Heidi, My son has always drank bottled water that we buy at the store. I do not trust our water here...it smells awful.

On Sep 21, 2000

Hi~I found this article on the net in a nurses magazine. This doctor from a children's hospital in Florida tells allergic pregnant women to avoid all the top allergic foods in their pregnancy and while breast-feeding. He goes on to say that children should never be give peanut butter before they are 2 yrs. old. He also stresses environmental irritants. It is a very interesting article. I'll see if I could post the link. [url="http://www.advancefornurses.com/pastarticles/aug28_00cover.html"]http://www.advancefornurses.com/pastarticles/aug28_00cover.html[/url]
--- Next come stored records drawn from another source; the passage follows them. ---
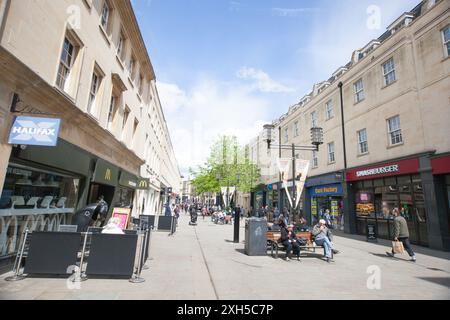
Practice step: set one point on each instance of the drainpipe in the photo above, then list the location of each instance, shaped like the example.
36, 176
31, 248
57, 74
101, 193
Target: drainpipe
4, 7
349, 205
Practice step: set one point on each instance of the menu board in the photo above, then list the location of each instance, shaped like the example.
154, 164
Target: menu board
314, 207
334, 208
124, 215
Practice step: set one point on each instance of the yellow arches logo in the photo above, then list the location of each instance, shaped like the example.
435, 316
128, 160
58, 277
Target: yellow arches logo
108, 175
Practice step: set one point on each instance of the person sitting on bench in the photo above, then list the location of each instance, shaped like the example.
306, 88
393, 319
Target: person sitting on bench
324, 237
289, 240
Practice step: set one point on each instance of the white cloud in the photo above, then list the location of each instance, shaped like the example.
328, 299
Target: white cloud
196, 117
295, 12
262, 81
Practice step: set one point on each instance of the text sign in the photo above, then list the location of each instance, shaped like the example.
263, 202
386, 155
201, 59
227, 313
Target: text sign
32, 131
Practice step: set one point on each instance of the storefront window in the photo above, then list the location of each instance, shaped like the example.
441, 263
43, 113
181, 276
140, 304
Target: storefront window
34, 199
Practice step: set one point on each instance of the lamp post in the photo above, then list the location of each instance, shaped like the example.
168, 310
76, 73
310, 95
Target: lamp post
237, 211
316, 141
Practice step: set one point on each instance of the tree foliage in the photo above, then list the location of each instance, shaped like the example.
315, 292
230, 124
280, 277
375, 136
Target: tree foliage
226, 161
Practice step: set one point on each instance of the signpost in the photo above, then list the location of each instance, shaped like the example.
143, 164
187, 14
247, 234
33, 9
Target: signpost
124, 215
371, 232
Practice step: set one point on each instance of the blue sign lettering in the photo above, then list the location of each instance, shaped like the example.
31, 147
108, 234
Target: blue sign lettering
33, 131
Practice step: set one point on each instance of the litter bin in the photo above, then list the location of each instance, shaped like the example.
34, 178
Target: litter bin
256, 237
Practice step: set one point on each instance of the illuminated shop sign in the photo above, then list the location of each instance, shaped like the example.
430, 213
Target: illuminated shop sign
34, 131
376, 171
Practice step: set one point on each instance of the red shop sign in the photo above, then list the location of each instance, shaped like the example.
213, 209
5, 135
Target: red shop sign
384, 170
441, 165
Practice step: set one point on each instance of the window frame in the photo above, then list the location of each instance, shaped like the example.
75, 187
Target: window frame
314, 121
331, 153
362, 143
446, 43
386, 75
394, 134
92, 101
329, 113
359, 93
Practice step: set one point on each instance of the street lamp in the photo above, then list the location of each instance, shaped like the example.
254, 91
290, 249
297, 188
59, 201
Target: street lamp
237, 211
316, 141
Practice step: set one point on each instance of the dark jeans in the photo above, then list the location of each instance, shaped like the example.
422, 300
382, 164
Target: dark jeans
291, 246
407, 246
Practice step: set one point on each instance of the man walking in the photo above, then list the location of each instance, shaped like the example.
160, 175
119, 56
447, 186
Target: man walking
401, 233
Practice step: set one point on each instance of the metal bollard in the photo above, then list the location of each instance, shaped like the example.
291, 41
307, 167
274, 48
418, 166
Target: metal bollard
17, 276
136, 278
80, 276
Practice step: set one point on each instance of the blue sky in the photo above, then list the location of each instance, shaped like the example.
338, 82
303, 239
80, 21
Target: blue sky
230, 66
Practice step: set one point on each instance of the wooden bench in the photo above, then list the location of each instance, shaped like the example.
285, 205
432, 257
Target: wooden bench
273, 242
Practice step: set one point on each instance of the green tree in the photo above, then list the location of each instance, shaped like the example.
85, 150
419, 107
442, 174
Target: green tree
227, 159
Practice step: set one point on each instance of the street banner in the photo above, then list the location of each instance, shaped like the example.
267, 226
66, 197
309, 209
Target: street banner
223, 192
123, 214
283, 166
232, 190
301, 168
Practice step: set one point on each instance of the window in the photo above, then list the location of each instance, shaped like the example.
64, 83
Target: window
121, 46
446, 35
112, 111
389, 72
394, 130
296, 129
315, 159
131, 66
359, 91
314, 119
105, 15
126, 114
331, 157
65, 64
135, 126
329, 109
362, 141
95, 85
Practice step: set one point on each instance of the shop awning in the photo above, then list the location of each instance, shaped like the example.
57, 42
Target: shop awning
128, 180
105, 173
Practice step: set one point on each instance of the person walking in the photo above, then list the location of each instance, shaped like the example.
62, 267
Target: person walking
401, 233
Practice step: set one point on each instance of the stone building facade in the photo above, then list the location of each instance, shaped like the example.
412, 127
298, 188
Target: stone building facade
395, 97
83, 62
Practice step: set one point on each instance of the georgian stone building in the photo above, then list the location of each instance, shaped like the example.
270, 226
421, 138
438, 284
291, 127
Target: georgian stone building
83, 62
395, 97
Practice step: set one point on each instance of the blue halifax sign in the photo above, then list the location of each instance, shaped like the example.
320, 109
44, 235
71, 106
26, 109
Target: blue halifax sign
33, 131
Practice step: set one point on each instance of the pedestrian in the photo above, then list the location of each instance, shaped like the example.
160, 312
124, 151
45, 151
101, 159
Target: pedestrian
401, 233
323, 237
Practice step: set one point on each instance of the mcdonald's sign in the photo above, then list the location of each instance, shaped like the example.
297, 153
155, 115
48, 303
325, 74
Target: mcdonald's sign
108, 174
143, 184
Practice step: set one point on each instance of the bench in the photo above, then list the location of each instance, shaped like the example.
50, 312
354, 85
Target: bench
273, 243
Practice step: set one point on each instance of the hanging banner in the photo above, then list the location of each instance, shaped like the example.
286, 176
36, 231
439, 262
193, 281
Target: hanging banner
223, 192
231, 194
283, 166
302, 169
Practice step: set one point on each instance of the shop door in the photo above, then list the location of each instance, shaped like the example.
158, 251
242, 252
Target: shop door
98, 190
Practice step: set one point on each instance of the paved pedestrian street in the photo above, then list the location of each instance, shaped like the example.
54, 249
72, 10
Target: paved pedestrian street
203, 263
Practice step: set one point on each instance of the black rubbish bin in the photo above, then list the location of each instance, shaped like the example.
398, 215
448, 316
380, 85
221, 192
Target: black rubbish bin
256, 237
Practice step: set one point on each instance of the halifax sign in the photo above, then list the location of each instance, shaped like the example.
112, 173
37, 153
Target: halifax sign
34, 131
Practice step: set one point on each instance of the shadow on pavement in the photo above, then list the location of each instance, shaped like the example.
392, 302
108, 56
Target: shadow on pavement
438, 280
387, 244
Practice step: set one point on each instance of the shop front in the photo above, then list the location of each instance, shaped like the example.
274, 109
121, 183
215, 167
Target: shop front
42, 189
379, 189
327, 198
324, 193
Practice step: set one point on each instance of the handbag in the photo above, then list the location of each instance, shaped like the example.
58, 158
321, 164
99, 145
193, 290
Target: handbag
397, 247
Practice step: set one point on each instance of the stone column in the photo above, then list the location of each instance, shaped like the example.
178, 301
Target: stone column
435, 206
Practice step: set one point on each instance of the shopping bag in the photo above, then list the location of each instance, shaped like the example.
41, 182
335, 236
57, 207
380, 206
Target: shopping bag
397, 247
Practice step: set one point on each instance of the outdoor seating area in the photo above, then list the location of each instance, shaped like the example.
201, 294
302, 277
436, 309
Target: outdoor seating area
83, 255
274, 245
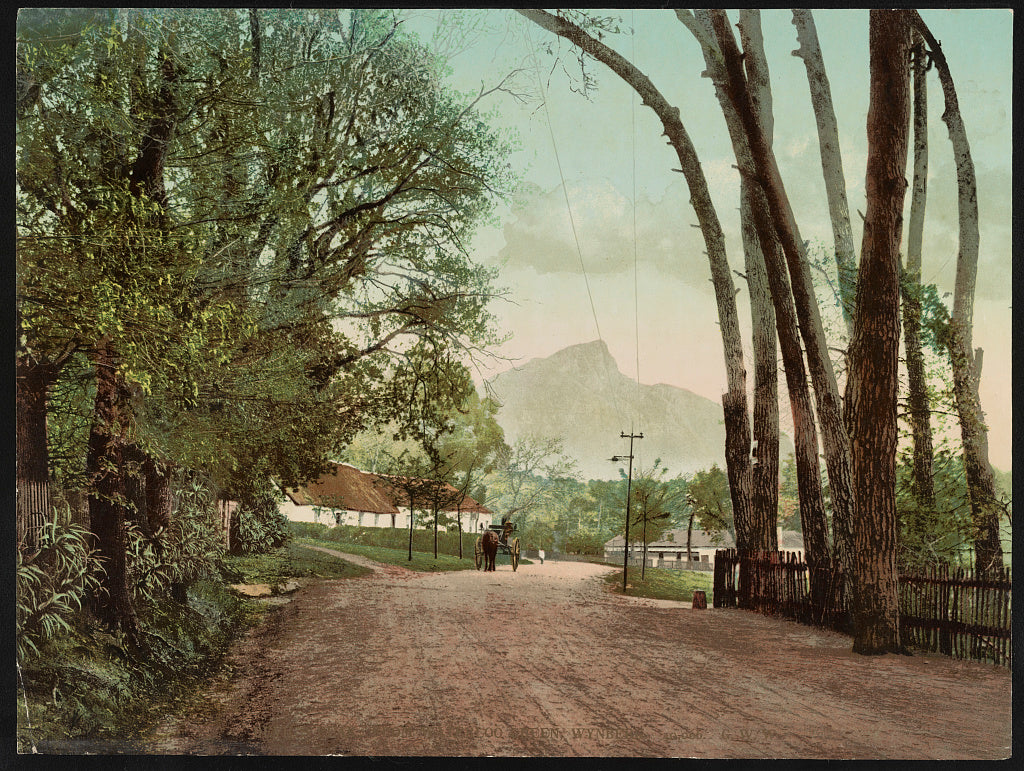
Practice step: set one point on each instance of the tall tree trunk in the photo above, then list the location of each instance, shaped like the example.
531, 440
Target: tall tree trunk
873, 351
764, 477
113, 604
135, 497
813, 520
765, 171
33, 381
919, 405
737, 430
832, 159
159, 495
985, 508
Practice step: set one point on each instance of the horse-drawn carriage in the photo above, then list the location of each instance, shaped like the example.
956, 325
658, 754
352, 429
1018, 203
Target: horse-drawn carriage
497, 539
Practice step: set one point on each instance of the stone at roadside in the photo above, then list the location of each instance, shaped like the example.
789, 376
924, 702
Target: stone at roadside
253, 590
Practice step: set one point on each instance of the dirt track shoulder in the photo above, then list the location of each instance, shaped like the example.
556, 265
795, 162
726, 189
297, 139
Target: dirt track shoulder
544, 661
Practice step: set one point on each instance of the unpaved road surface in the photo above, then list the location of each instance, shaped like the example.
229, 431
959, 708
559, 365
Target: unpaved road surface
545, 661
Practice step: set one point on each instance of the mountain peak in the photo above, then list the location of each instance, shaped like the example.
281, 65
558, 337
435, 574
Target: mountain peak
580, 396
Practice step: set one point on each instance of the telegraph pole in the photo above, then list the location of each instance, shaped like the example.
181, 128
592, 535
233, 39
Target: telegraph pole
629, 489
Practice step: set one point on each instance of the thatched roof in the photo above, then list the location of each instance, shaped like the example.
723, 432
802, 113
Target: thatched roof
677, 540
349, 488
346, 487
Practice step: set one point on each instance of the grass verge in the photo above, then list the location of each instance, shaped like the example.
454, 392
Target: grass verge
659, 584
290, 561
422, 561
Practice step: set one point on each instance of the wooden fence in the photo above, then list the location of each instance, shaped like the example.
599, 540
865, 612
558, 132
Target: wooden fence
945, 610
954, 612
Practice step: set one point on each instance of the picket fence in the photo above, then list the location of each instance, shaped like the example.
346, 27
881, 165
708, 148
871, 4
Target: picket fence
946, 610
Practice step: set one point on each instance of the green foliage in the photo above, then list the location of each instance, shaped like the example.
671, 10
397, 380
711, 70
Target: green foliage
261, 526
89, 687
270, 272
51, 585
658, 503
940, 536
708, 494
286, 562
662, 584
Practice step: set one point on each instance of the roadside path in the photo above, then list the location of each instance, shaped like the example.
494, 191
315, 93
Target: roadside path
544, 661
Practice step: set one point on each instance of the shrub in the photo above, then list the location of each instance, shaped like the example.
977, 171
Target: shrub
51, 584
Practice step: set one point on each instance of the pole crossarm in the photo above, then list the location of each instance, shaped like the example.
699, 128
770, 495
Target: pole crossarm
629, 495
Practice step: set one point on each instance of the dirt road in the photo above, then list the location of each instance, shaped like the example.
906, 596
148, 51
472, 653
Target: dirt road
545, 662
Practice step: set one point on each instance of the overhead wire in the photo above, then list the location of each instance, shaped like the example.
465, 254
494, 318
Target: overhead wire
568, 207
636, 258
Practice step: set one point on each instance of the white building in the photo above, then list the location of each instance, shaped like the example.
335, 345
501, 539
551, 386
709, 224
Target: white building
348, 496
671, 550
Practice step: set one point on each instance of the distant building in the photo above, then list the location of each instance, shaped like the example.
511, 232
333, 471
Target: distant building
348, 496
670, 551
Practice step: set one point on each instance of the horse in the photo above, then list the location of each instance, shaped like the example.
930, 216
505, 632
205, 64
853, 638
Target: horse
488, 542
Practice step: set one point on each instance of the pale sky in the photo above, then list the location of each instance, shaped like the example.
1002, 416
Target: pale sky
610, 145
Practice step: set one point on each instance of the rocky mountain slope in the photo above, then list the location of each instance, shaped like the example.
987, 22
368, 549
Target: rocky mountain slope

If it doesn't work it is in [url="http://www.advancesfornurses.com"]www.advancesfornurses.com[/url] in the August 28 issue.

On Sep 21, 2000

Hooray for that doctor! Unfortunately, he is in the minority. People get themselves in a tizzy if a woman dares to have a glass of wine or a cup of coffee while pregnant, but o.b.s are practically pushing peanut butter down our throats. I don't know how many times I read not to give babies eggs or honey until they are a year old, but I never read anything about peanut butter except that tired old warning to spread it thin so the baby doesn't choke. Why can't the medical profession get it together enough to warn women about peanuts? It makes me mad that coffee is such a big no-no while peanuts are actually promoted by the pregnancy books.

On Sep 21, 2000

In my case, I know it's genetic. Until recently, the medical community has said specific allergies are not inherited, only the tendency to have allergies. Lately though I've been hearing about research that says PA can be passed on. I am severly PA. We have maintained a peanut free household forever, I avoided most common allergens while pregnant, I breastfed my son for 11 months and my daughter for 22 months, I waited to introduce solids, etc. We found out Logan was PA last fall and this week we also found out Lauren is PA. As far as I know, neither child was EVER exposed to peanuts or peanut products yet they both had positive skin tests.

Rebekah

On Sep 21, 2000

Rebekah; In my case I know it's both genetic as well as my diet while pregnant and nursing. My husband has an allergic history to environmental irritants and some foods as a kid. I don't have any allergies but ate PB every day while pregnant and nursing. My first 3 kids don't have food allergies. My last one does. I was not eating meat with my last one and taking care of 3 others at the time, PB was a quick protein food for me. I hear you...Sandra Y...what's all the hype about coffee when there is so much at stake with eating PB. My OB-Gyn just nodded his head in approval when I said that I was eating PB for protein. And this was only 3 1/2 years ago! When ARE they going to GET IT!

On Sep 21, 2000

Here's an interesting web-site that the government has from the U.S. Dept. of Agriculture. Maybe they could shed some light on this question of why there seems to be more and more PA kids. [url="http://nprl.usda.gov/default.htm"]http://nprl.usda.gov/default.htm[/url]

On Sep 22, 2000

We may not know what weird environmental factors are coming into play with allergies, but from a statistical point of view, there are always going to be places that have more of something (in this case, pa) and other places that have less. Just by chance, some have to be below average, others above. Unfortunately, there doesn't necessarily have to be a good reason.

[This message has been edited by lcyphers (edited September 22, 2000).]